Ики не спит. Он лежит, зарывшись в ворох грязного белья, и думает об отце, о том, что теперь никогда не зазвенят в их квартире ночные звонки неожиданных отцовских приездов. Отец погиб. Ни мать, ни маленький брат, который спит рядом, не знают этого. Нет хуже горя, чем горе в одиночестве, но Ики молчит. Мать слишком слаба. Она живет от письма к письму. Пусть ждет.
Медленно, очень медленно Ики вылез из кровати и натянул валенки. Сегодня была не его очередь растапливать печку, но он не думал об этом.
Дверь в коридор разбухла и не открывалась. Ики вставил в ручку кочергу и рванул на себя. Холодный, наполненный запахом нечистот воздух бесшумно ввалился в комнату. Во сне слабо зашевелилась мать.
В кухне было светло и леденяще холодно. Чистый снег ровной пеленой покрывал низкий подоконник выбитого окна и кучу хлама на полу. В застывшей тишине одиноко ухнул далекий взрыв, и повисшая на одной петле форточка чуть качнулась.
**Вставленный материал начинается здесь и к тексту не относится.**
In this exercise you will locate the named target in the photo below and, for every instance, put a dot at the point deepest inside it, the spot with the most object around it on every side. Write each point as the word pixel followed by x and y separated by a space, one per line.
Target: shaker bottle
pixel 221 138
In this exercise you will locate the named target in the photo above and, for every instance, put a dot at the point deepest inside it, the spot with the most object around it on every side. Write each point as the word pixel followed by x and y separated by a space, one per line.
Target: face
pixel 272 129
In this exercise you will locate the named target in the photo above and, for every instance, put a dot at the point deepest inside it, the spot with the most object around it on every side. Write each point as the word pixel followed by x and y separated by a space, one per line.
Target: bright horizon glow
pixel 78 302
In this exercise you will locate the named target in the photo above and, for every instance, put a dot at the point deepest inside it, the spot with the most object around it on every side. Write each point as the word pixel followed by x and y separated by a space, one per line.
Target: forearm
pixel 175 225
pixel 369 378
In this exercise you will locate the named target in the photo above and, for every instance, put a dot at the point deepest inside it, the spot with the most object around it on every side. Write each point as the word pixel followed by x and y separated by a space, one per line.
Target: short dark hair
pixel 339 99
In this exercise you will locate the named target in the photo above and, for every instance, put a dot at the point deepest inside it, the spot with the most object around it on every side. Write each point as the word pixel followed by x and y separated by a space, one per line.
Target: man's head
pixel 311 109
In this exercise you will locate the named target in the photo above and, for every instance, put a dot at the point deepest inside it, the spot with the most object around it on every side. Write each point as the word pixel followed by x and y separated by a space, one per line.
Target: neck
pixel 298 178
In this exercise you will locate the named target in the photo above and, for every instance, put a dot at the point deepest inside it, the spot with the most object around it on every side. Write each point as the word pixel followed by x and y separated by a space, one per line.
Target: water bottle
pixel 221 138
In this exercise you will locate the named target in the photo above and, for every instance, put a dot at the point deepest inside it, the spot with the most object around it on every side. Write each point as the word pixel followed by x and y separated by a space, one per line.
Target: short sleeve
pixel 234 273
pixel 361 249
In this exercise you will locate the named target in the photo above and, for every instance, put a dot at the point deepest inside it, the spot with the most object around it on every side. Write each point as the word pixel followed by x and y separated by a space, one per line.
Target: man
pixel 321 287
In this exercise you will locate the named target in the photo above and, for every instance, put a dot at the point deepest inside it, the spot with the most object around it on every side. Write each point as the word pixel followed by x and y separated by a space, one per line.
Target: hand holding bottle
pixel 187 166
Ики оглядел кухню. Кроме подоконника и форточки, дерева не осталось. Мебель давно сожгли. Вчера, кромсая бритвой холст, сожгли последнюю картину — два букета сирени в глиняных горшках. На листьях большие капли росы.
Ветер зашелестел обрывками обоев. Глухо хлопнул на соседней крыше оторвавшийся кусок толя. За окном стоял поседевший, выбеленный изморозью город.
Начинался новый день. Не тронутый дымом и пылью снег медленно розовел. Сверкнули под первым солнечным лучом сосульки. И куда-то навстречу солнцу с гулом пронеслись над самыми крышами два «ястребка»…
Обжигаясь, пили пустой чай. Мать три четверти пайка оставляла на вечер — от голода чаще умирают во сне. Ики смотрел на седые грязные лохмы ее волос, на землистое лицо брата, который уже не мог вставать, и думал, что они скоро умрут. Он чуть не закричал от жалости и злобы, когда опять увидел в то утро, как мать делит хлеб. Не отрывая глаз от хлеба, братья просили ее взять и себе. Мать сердилась, говорила строго и устало: «Не болтайте глупости. Ешьте. Жуйте только медленно». И они, отрезав от своих кусочков по ломтику для нее, съедали хлеб. Отрезанные ломтики все лежали на столе, и, поняв, что мать все равно никогда не дотронется до них, братья, не глядя друг на друга, доедали хлеб.
В то утро Ики решил идти туда, где за Нарвской заставой, у линии фронта, как говорили, остались неубранные поля картофеля. Самое трудное было обмануть мать. Ики сказал, что пойдет узнать об отъезде, — ведь они умрут, если не уедут, а через Ладогу сейчас многие уезжают, и пусть она не беспокоится — он совсем хорошо себя чувствует.
Закутанный во все лучшее, что было у них теплого, Ики брел по ущельям улиц, то и дело застревая в снегу и обходя застывшие трупы. Он не знал толком, куда надо идти, и шел на дальние гулы орудий. Высокие валенки не давали гнуться ногам, в ушах звенело, временами снег и все вокруг казалось черным, как сукно на отцовской шинели.
Где-то у Нарвских ворот застал его обстрел. Когда недалеко впереди столб красной кирпичной пыли встал на месте рухнувшей стены, Ики лег на снег и пополз в подворотню вслед за маленьким человечком в сером пуховом платке. Он сделал это не потому, что испугался, — нет! — чувство страха за свою жизнь совсем покинуло его сейчас. Но, уходя, он дал матери слово: прятаться, если будет обстрел, и теперь, сидя на приступочке и слушая удары снарядов, он думал о том, как честно он держит слово.